The Federal Reserve has signaled a significant hawkish policy shift in response to soaring energy prices from the five-week-old war in Iran, pushing bond yields higher and creating a clear performance gap between gold and Bitcoin.
"The tendency is to look through any kind of a supply shock,” Fed Chair Jerome Powell said Monday during a moderated conversation at Harvard University. “But a critical, essential aspect of that is you have to carefully monitor inflation expectations.”
The conflict, which has seen Iran blockade the critical Strait of Hormuz shipping lane, has pushed Brent crude past $116 a barrel and sent U.S. gas prices toward $4 per gallon. In response, bond markets have erased bets on Fed rate cuts for 2026, with the 10-year Treasury yield rising sharply. This pushed the average 30-year mortgage rate to 6.38 percent last week, up from a February low of 5.98 percent, according to Freddie Mac.
The policy pivot puts the Fed, which has held its benchmark rate in a 3.5 percent to 3.75 percent range since March, in a difficult position of choosing between fighting renewed inflation and supporting a precarious labor market. With markets now pricing in a 77 percent chance of no rate cuts this year, per CME Fedwatch data, the central bank's next moves will depend on whether the public's long-term inflation expectations remain anchored.
The oil shock is the latest in a series of inflationary pressures the Fed has faced over the past five years, following tariffs and pandemic-related supply disruptions. The primary concern for policymakers is that a sustained period of high energy prices could unmoor the public's belief that inflation will eventually return to the Fed's 2 percent target.
“We have had five years now of inflation at elevated levels, and near-term inflation expectations have risen again, so I am particularly concerned that yet another price shock could increase longer-term inflation expectations,” Fed Governor Michael Barr said last week. “We need to be especially vigilant.”
This echoes concerns Powell raised at his March 18 press conference. "It’s a repeated set of things, and you worry that’s the kind of thing that can cause trouble for inflation expectations," Powell said, alluding to fears of a 1970s-style dynamic that required punishing rate hikes to resolve.

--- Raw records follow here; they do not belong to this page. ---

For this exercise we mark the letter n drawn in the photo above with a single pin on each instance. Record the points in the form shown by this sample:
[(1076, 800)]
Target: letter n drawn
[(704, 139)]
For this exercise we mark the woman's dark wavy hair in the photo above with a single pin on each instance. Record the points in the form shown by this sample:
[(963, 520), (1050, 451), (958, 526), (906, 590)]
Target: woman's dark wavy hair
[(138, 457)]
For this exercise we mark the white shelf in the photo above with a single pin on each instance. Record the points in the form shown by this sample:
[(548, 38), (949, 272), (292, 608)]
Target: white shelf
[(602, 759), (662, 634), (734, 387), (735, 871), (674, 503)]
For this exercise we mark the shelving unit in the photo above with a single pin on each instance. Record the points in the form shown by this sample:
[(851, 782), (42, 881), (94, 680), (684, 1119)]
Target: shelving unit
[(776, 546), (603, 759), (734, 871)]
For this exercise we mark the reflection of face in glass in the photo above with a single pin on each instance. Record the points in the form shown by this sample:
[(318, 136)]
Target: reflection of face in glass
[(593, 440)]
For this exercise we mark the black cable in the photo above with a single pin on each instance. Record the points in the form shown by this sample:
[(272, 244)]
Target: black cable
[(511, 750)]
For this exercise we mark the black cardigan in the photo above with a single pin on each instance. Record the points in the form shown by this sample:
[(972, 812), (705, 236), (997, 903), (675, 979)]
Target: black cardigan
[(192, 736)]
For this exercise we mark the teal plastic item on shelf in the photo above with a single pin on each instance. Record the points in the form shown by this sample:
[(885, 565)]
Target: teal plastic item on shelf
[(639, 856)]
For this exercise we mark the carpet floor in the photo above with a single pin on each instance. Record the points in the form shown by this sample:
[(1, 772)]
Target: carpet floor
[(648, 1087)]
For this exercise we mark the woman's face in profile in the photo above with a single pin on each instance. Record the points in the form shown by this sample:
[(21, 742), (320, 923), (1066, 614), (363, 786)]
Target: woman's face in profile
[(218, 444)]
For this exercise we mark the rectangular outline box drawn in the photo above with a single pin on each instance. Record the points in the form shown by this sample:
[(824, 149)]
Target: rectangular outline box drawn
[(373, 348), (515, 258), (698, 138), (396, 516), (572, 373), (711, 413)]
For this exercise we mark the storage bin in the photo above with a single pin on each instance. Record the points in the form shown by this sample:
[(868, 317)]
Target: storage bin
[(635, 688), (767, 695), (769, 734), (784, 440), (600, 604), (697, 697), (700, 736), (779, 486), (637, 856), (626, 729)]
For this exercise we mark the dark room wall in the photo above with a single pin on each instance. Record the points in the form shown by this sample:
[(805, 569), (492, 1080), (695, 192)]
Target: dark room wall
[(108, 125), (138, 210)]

The Fed's hawkish turn has strengthened the U.S. dollar and increased the opportunity cost of holding non-yielding assets, putting significant pressure on gold (XAU/USD). The precious metal has traditionally served as a safe haven during geopolitical turmoil, but the prospect of higher-for-longer interest rates has undermined its appeal.
In contrast, Bitcoin (BTC) has demonstrated relative price stability, bolstering the narrative among some investors that it can act as a non-correlated store of value. While a prolonged risk-off environment driven by a global energy crisis could eventually impact all asset classes, Bitcoin's resilience in the face of a hawkish Fed marks a notable divergence from gold's reaction. For now, policymakers remain in a "wait and see" mode, hoping the vigilant posture alone is enough to keep inflation psychology contained as they await new data.
This article is for informational purposes only and does not constitute investment advice.